The United States and the European Union proposed Friday that all nations scrap trade barriers for key green technologies, citing high growth prospects for an industry central to the fight against global warming.
The plan envisions a new World Trade Organisation accord to eliminate tariffs world-wide on a priority list of climate-friendly technology. Rich and emerging nations would go further and pledge to end trade barriers for a wider range of environmental technologies and services.
Lowering duties and other barriers to clean-tech products and services, such as consulting, design and construction of energy-efficient buildings, would lower costs and help spread green technology, US Trade Representative Susan Schwab said in a statement.
She called it "an unprecedented opportunity" for WTO member countries to tackle the challenge of climate change. World trade in the environmental goods covered by the proposal has grown by an average 15 per cent this century to some 613 billion dollars in 2006, the US said.
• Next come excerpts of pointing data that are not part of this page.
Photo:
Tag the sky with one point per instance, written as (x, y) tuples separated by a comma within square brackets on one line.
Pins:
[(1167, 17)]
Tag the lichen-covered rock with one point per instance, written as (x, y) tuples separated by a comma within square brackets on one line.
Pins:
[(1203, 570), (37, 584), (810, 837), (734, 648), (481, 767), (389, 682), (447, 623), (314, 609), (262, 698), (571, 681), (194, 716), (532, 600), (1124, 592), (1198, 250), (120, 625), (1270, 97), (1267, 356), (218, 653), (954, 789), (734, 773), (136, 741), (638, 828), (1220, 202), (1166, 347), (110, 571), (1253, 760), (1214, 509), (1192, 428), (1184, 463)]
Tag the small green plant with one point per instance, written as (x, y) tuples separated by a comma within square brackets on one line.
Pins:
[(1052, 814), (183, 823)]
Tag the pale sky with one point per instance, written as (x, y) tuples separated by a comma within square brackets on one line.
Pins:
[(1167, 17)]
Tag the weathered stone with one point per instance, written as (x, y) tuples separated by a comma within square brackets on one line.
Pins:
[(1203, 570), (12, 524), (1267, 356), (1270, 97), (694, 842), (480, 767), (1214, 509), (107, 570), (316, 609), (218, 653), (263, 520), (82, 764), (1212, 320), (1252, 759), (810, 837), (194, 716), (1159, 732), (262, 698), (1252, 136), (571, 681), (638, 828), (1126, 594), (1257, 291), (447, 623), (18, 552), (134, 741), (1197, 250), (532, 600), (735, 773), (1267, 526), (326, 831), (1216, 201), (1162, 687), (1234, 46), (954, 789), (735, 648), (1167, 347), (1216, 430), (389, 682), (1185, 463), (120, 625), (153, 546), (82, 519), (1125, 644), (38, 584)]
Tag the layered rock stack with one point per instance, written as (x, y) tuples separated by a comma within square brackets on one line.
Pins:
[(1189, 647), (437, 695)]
A World Bank study recently suggested that dismantling barriers to key technologies could boost trade by another 7 to 14 per cent a year, the US statement said. The US-EU proposal comes before a UN meeting starting Monday in Indonesia with the goal of launching negotiations on a new international accord to combat global warming. But the US and EU proposed the clean-technology plan as part of the long-stalled Doha Round of world trade talks, clouding its chances of success.